Japan Offering Reward for Migrating Out of Tokyo
In an attempt to revitalize areas with shrinking demographics and reduce density in Japan’s main city, Japan’s government is offering ¥1M ($7.5K) per child to families who leave Tokyo and move to less populated regions.
Facts
- In an attempt to revitalize areas with shrinking demographics and reduce density in Japan’s main city, Japan’s government is offering ¥1M ($7.5K) per child to families who leave Tokyo and move to less populated regions.
- The current program, in which the government pays families ¥300K ($2,291 USD) to make the move, has achieved growing success, with annual household relocations jumping from 71 to 290 between 2019 and 2020, and again to 1,184 in 2021.
- The incentives apply to people currently residing in the 23 core wards of Tokyo, and program participants must move to a host municipality outside the greater Tokyo area. People may also move to low-density mountainous areas of Tokyo.

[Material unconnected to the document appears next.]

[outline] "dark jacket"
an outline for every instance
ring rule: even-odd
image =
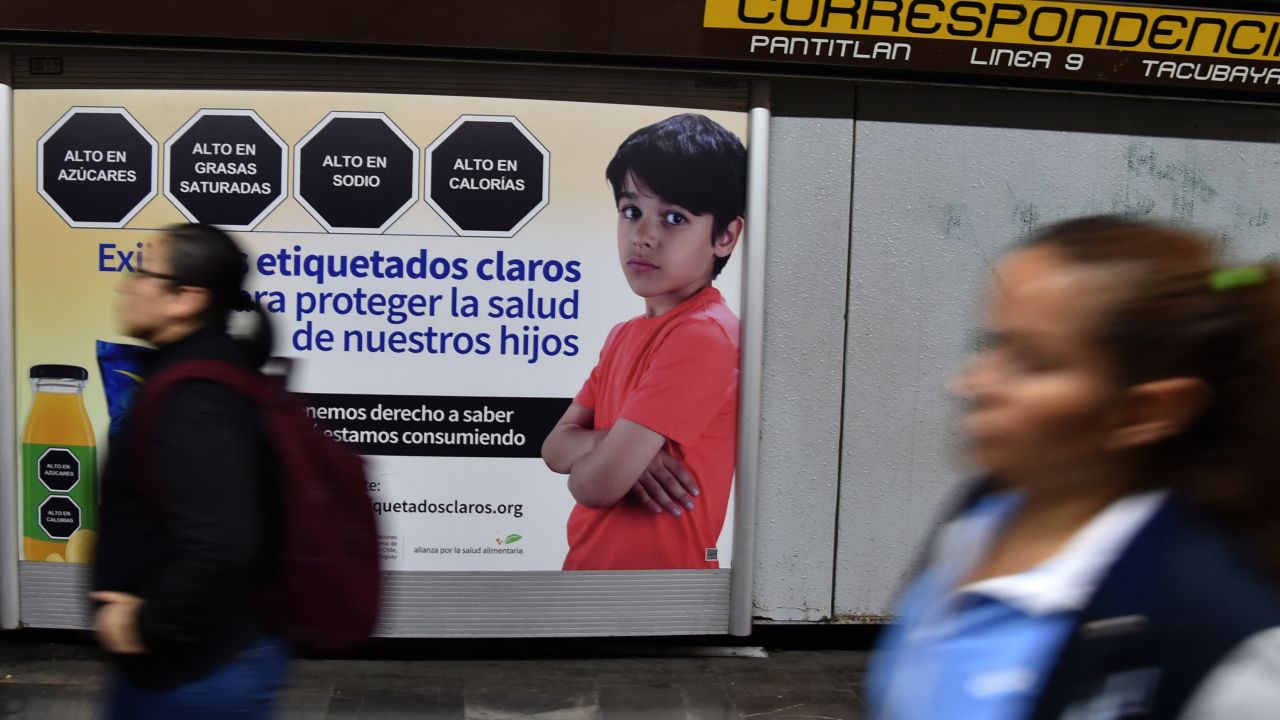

- Families' children have to be under the age of 18 — or 18 if in the final year of high school — and must also live in their new municipality for at least five years. Moving out before five years will result in the recipients returning their payments.
- Other requirements include employment at a small or midsize company in the area of relocation, continuing existing work remotely, or starting a new business in the place of residence. A couple with two children that starts a business could receive up to ¥5m ($38,302).
- Japan is experiencing birth rates of 1.3 children — far below the 2.1 children required to maintain its present population size — with the nation's population falling by 644K people from 2020-21 and current trends projecting the total population to fall from 125M to 88M by 2065. The government hopes 10K people will have moved to rural areas by 2027.
Sources: Guardian, Breitbart, Kyodo, and Fortune.
Narratives
- Narrative A, as provided by Bloomberg. Japan’s population is in crisis as birth rates continue to stay catastrophically low and the population rapidly shrinks. Communities are being hollowed out, and even Tokyo is experiencing a population loss. As fertility issues are nation-specific and no single solution exists, Japan’s government must try whatever it can to increase families and birthrates, or else the consequences will be massive.
- Narrative B, as provided by Japan Times. Japan’s shrinking population, especially in rural areas, is not as big of a problem as it initially seems. While the current mindset is focused on growth at all costs, there is a positive aspect to downsizing and slowing down the pace of life. As the country has failed in its attempts to reverse fertility issues for decades now, rural areas in Japan are simply learning how to adapt. Scaling down can be correlated to happiness.